HAVANA — The young teacher trolling for bargains along Avenida de Italia in a pink polka-dot halter is amused by all the foreign folderol over recent government announcements that ordinary Cubans could now buy cellphones, computers and microwave ovens.
"I can't afford to buy food to cook in pots," Idelma, who like most Cubans questioned by foreigners doesn't want to give her full name, said with a dismissive laugh when asked whether she's eyeing a microwave to make her domestic life easier.
It's the same for cellphones, which cost a new subscriber $137 for activation and a minimum of $20 in prepaid minutes every two months to maintain the account. The average Cuban worker at state-run enterprises, which still constitute 90% of the economy, earns just $17 a month.
President Raul Castro's decision to rescind prohibitions against Cubans owning high-tech and energy-consuming appliances has sparked expectations here, and abroad, that more fundamental change is on the horizon aimed at freeing Cubans from the shackles of a planned economy that imposes on most a daily struggle for subsistence.
But for workers such as Idelma, a $300 microwave represents a year and a half's income and is another reminder that those without U.S. currency are second-class citizens here. About one-third of Cuban households benefit from monthly remittances from relatives abroad, and growing numbers get dollars from tourist tips or joint-venture employment, but state employees are no more likely to buy the newly available baubles than when the items were forbidden.
Urban workers unable to afford the long-banned luxuries contend that the government is just eliminating the foreign middlemen who have long obtained cellphones and other electronics for Cubans -- for a fee.
"These aren't changes to our system. They are indications the government recognizes it was losing money to the black markets," said Eduardo, who works nights at a warehouse but drives a friend's car as a taxi to earn most of his income.
At ETECSA, the Cuban-Italian joint venture that operates cellphone service in Cuba out of a modern office in the leafy Miramar district, dozens of blue-uniformed sales agents review contracts for cellphone service in air-conditioned comfort. Cubans previously had to bring a foreign "friend" to sign up for the service. Payment was in advance and in hard-currency cash for all equipment and services, the same conditions that will apply to Cubans who want service.
Rudi, a Cuban artist recently returned from a hard-currency-earning tour of his works abroad, came to the shop two days before the restrictions were eased.

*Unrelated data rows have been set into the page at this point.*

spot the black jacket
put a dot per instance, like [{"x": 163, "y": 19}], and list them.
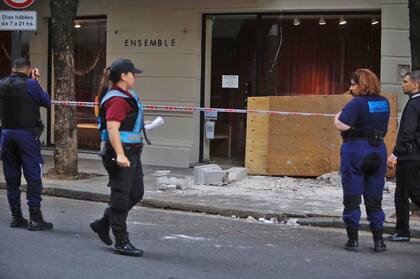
[{"x": 408, "y": 139}]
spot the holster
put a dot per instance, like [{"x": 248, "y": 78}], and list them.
[
  {"x": 38, "y": 129},
  {"x": 376, "y": 138},
  {"x": 371, "y": 163}
]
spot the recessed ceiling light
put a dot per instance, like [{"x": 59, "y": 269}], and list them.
[{"x": 374, "y": 21}]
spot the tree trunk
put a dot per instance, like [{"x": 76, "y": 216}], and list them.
[
  {"x": 63, "y": 13},
  {"x": 414, "y": 7}
]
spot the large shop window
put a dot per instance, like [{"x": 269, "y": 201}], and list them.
[
  {"x": 90, "y": 60},
  {"x": 6, "y": 50}
]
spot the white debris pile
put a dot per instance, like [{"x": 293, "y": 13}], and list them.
[
  {"x": 214, "y": 175},
  {"x": 389, "y": 187},
  {"x": 333, "y": 178},
  {"x": 283, "y": 184},
  {"x": 169, "y": 183}
]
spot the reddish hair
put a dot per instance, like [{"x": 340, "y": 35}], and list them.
[{"x": 368, "y": 82}]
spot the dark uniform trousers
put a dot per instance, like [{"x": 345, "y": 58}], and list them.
[
  {"x": 408, "y": 187},
  {"x": 357, "y": 184},
  {"x": 22, "y": 150},
  {"x": 127, "y": 189}
]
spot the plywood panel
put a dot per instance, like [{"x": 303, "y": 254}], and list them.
[
  {"x": 300, "y": 145},
  {"x": 257, "y": 137}
]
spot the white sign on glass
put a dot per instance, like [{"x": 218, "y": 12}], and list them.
[{"x": 18, "y": 20}]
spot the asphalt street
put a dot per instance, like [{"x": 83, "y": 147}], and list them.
[{"x": 189, "y": 245}]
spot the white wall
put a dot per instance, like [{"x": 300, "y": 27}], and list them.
[{"x": 172, "y": 75}]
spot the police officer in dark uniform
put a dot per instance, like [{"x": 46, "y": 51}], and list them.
[
  {"x": 121, "y": 124},
  {"x": 363, "y": 123},
  {"x": 20, "y": 99},
  {"x": 406, "y": 158}
]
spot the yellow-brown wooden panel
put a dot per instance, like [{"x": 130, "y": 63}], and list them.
[{"x": 300, "y": 145}]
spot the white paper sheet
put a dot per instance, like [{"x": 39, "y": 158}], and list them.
[{"x": 155, "y": 123}]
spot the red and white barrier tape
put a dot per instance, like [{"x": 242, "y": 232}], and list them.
[{"x": 195, "y": 109}]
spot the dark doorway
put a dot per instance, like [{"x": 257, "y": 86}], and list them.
[
  {"x": 90, "y": 60},
  {"x": 282, "y": 55}
]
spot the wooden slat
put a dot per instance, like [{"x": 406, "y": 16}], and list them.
[{"x": 299, "y": 145}]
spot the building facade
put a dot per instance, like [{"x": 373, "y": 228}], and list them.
[{"x": 216, "y": 53}]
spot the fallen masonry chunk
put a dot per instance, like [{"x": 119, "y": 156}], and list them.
[
  {"x": 237, "y": 173},
  {"x": 199, "y": 175}
]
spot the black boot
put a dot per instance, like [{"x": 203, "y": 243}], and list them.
[
  {"x": 17, "y": 219},
  {"x": 36, "y": 221},
  {"x": 353, "y": 243},
  {"x": 101, "y": 227},
  {"x": 378, "y": 241},
  {"x": 124, "y": 247}
]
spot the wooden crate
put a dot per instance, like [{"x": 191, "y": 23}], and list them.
[{"x": 299, "y": 145}]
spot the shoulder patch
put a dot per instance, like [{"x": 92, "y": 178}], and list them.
[{"x": 378, "y": 106}]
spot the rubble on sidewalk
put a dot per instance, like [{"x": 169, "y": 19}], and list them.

"I can't buy a mobile phone in my own country, even though I have the money!" he groused. He had a cellphone bought abroad and needed only the service contract and SIM card to get connected, but had to rely on a North American friend.
Outside Havana, another free-market reform effort by Castro is stirring broader interest.

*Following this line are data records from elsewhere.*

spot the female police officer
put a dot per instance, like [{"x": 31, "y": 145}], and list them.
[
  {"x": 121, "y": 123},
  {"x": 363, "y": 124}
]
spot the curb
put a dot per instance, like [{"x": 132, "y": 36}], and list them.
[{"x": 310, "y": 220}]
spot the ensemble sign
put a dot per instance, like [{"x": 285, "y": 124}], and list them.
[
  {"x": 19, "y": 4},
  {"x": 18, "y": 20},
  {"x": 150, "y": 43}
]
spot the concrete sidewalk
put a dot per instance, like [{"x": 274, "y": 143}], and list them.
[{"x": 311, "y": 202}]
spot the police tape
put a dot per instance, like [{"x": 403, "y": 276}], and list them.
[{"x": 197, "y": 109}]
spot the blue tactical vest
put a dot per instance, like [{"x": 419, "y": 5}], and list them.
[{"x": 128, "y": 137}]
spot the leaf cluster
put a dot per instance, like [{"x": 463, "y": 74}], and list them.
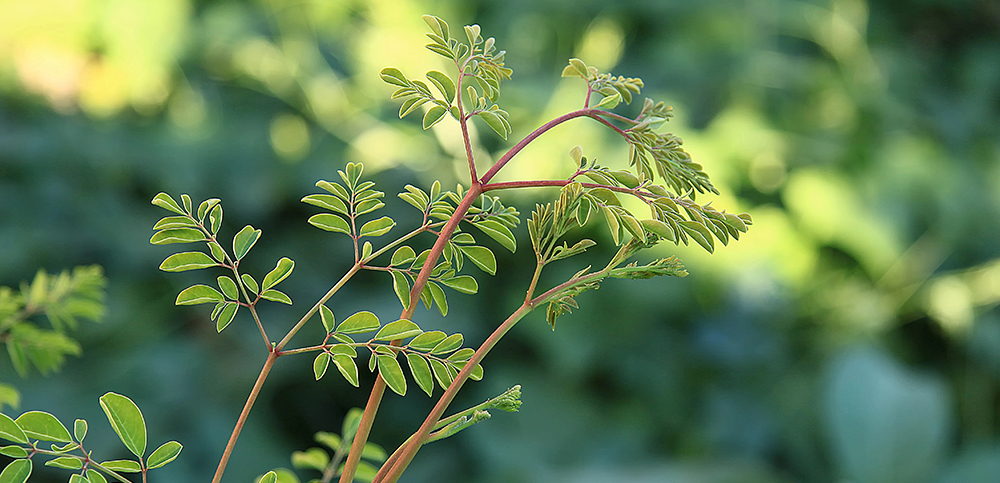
[
  {"x": 203, "y": 225},
  {"x": 64, "y": 299},
  {"x": 431, "y": 356},
  {"x": 32, "y": 428}
]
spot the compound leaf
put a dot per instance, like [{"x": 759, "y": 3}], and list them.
[{"x": 126, "y": 420}]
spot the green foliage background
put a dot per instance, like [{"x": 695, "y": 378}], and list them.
[{"x": 851, "y": 334}]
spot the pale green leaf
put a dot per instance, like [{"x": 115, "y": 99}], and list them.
[
  {"x": 392, "y": 373},
  {"x": 282, "y": 270},
  {"x": 330, "y": 222},
  {"x": 359, "y": 323},
  {"x": 399, "y": 329},
  {"x": 180, "y": 262},
  {"x": 166, "y": 453},
  {"x": 198, "y": 294},
  {"x": 126, "y": 420},
  {"x": 244, "y": 241},
  {"x": 43, "y": 426}
]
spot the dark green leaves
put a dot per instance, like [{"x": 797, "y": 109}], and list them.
[
  {"x": 282, "y": 270},
  {"x": 392, "y": 373},
  {"x": 330, "y": 222},
  {"x": 10, "y": 431},
  {"x": 180, "y": 262},
  {"x": 359, "y": 323},
  {"x": 127, "y": 421},
  {"x": 17, "y": 471},
  {"x": 166, "y": 453},
  {"x": 198, "y": 294},
  {"x": 42, "y": 426}
]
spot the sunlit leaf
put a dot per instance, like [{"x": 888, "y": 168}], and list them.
[
  {"x": 282, "y": 270},
  {"x": 392, "y": 373},
  {"x": 359, "y": 323},
  {"x": 43, "y": 426},
  {"x": 399, "y": 329},
  {"x": 166, "y": 453}
]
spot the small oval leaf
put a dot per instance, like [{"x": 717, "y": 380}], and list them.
[
  {"x": 400, "y": 329},
  {"x": 198, "y": 294},
  {"x": 330, "y": 222},
  {"x": 359, "y": 323},
  {"x": 126, "y": 420},
  {"x": 281, "y": 271},
  {"x": 43, "y": 426},
  {"x": 166, "y": 453}
]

Beyond the five-story blocks of dreary apartments, where urban sprawl gives way to tidy rows of crops and roadside farm stands, those tilling the rich soil of this tropical island see hope for boosting output and income as socialism's micromanagers bow out.
That Cuba produces so little of the food it needs despite a year-round growing climate is one of the nagging forces driving Castro to shake up the status quo in the countryside. Cuba imports more than 80% of the commodities distributed in the monthly ration basket, notes Paolo Spadoni, an expert on the Cuban economy who teaches at Rollins College in central Florida. He estimates that food imports cost Havana more than $1.6 billion a year.
In an effort to dramatically expand crop output, the leadership has begun making more land available to farmers and allowing them to sell fruit, vegetables, meat and milk at prices set according to demand, instead of government edict.
At prosperous farms such as a 25-acre plot in Barbosa, half an hour from the capital, the expectation of doubling cultivated acreage and profit has the private collective planting from sunup to sundown.
The eight laborers who work the land earn 35 pesos for an eight-hour day, only about $1.40, but a kingly sum in a country where a month's work, whether by a manual laborer or a doctor, brings home less than $20.
"We are getting more land because we've shown what we can do with it," Victor, the farm's agronomist, said proudly of the state loan of another 25 acres for their collective.
The work is grueling, with only two oxen and not a mechanized vehicle in sight among the orderly rows of lettuce, corn, carrots, peppers, spinach and tomatoes.
Private farmers remain uncertain how far Castro, who took over from his brother Fidel less than two months ago, will go in removing the ideological obstacles to initiative and independence. But they believe their fortunes can change quickly.